Uma quinzena de movimentos e associações anti-touradas e em prol dos direitos dos animais estão contra a classificação da tauromaquia como património cultural imaterial decidida no final de Fevereiro pelo município de Santa Cruz da Graciosa, naquela ilha dos Açores.

Movimentos como a Associação dos Amigos dos Animais da Graciosa, a Associação Portuguesa de Direitos dos Animais e do Ambiente ou o Movimento Internacional Anti-Touradas afirmam, em comunicado conjunto, que “a partir de agora a Graciosa vai ficar mais isolada do mundo civilizado”.

“Não faz sentido canalizar subsídios para estas práticas de brutalidade quando devia haver mais despesas com educação e outros tipos de manifestações culturais que não são valorizadas”, adianta Marlene Dâmaso, da Associação dos Amigos dos Animais da Graciosa.

Para Rita Silva, presidente da Associação Animal, que também se juntou ao comunicado, “é um sinal de que a indústria tauromáquica está a tentar sobreviver a qualquer custo”.

“Embora nos preocupe, este tipo de classificação local não tem qualquer parecer por parte da Unesco [Organização das Nações Unidas para a Educação, Ciência e Cultura], já que é feita por aficionados”, disse ao PÚBLICO. A Unesco concede classificações de património imaterial e cultural da humanidade mas, segundo Rita Silva, “a tauromaquia já foi proposta muitas vezes mas nunca foi aceite”.

João Manuel da Cunha, presidente da Mesa da Assembleia Municipal de Santa Cruz da Graciosa, disse ao PÚBLICO que a oposição a esta medida teve origem fora da ilha. “Quem se opôs não foram os graciosenses, sabíamos de antemão que seria uma proposta bem aceite. Há eventos de carácter taurino que são uma autêntica festa e atraem muitos turistas”, garantiu.
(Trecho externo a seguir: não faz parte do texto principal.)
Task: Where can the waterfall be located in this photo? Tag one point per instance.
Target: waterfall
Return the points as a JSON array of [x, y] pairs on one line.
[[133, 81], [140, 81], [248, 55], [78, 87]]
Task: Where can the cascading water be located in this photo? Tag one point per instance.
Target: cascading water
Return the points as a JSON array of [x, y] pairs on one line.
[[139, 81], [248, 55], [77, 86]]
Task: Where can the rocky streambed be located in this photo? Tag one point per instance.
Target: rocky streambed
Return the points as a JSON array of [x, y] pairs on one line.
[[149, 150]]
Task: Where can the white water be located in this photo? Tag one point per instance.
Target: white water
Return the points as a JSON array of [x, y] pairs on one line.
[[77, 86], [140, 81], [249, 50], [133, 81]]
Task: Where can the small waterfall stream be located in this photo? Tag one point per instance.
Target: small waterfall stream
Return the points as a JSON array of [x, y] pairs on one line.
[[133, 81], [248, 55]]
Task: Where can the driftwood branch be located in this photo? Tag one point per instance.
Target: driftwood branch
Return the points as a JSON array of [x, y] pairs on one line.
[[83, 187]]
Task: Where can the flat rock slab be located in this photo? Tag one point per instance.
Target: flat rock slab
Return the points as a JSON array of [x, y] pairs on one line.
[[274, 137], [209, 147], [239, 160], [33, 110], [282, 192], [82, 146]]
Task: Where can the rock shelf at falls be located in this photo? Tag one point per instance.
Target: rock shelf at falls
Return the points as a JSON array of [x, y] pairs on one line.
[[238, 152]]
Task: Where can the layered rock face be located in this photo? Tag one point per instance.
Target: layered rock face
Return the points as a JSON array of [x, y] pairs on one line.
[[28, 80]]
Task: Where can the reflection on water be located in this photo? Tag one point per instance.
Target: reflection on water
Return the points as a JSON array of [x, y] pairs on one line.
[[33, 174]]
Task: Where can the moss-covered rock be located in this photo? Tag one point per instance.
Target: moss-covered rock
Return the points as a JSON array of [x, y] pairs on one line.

Esta classificação pretende promover uma prática que, de acordo com o autarca açoreano, é uma tradição do concelho. João Manuel da Cunha adianta que, num município com mais de quatro mil residentes, “as corridas de touros chegam a ter mais de três mil pessoas”. E lembra que “não há mortes nos touros da ilha Graciosa”. A proposta foi aprovada dia 25 de Fevereiro, por unanimidade, na Assembleia Municipal de Santa Cruz da Graciosa.

Em Portugal, só Viana do Castelo se declarou como cidade anti-touradas. Desde 2008 que não é permitida a realização de qualquer espectáculo tauromáquico no espaço público ou privado do município, sempre que isso dependa de qualquer autorização a conceder pela autarquia.